I'm not sure I agree entirely. I, for one, didn't expect the Blue Dogs to flex quite this much muscle in the House. I also didn't expect the Senate Finance Committee to have quite this much trouble coming up with money to pay for health reform--in part because I didn't expect Senate Majority Leader Harry Reid to take the tax exclusion off the table.
Still, Ezra may have had more realistic expectations than I did. And his broader point, certainly, is spot-on. We shouldn't be surprised that this is hard. And we shouldn't assume that, just because it's hard, it won't get done.
Among other things, the White House is just starting to engage. And it looks like they're willing to play hardball. During a speech at Children's Hospital in Washington, President Obama went after the Republicans for trying to defeat health reform as a means for defeating him.

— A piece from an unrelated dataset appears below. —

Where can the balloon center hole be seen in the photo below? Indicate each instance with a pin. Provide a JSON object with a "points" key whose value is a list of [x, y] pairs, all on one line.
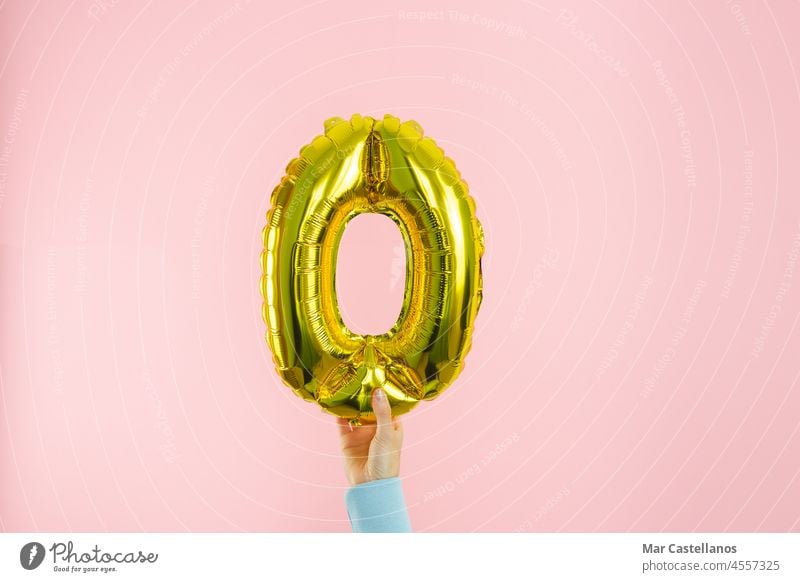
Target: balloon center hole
{"points": [[370, 274]]}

Just the other day, one Republican senator said--and I'm quoting him now--"If we're able to stop Obama on this, it will be his Waterloo. It will break him." Think about that. This isn't about me. This isn't about politics. This is about a health care system that is breaking America's families, breaking America's businesses, and breaking America's economy.
Later, in a call to progressive bloggers, Obama made clear that if Republican intransigence made it impossible to pass reform with the sixty votes necessary to break a filibuster, he would look seriously at the possibility of using the budget reconciliation process, where a mere fifty votes can pass legislation. As reported in the Huffington Post:
"Keep in mind that the way we had structured the reconciliation issue several months ago, we moved forward on the basis of the assumption that we could get a bill through the regular order and the regular process by October," Obama said. "If I think that is not possible, then we are going to look at all of our options, including reconciliation. Not because that is my preferred option but because what I think would be unacceptable for the American people is inaction."
Obama and his allies have spent a lot of time courting Republicans. But Republicans have not, by and large, returned the favor. Instead, they've gone looking for a fight. Now it looks like they have one.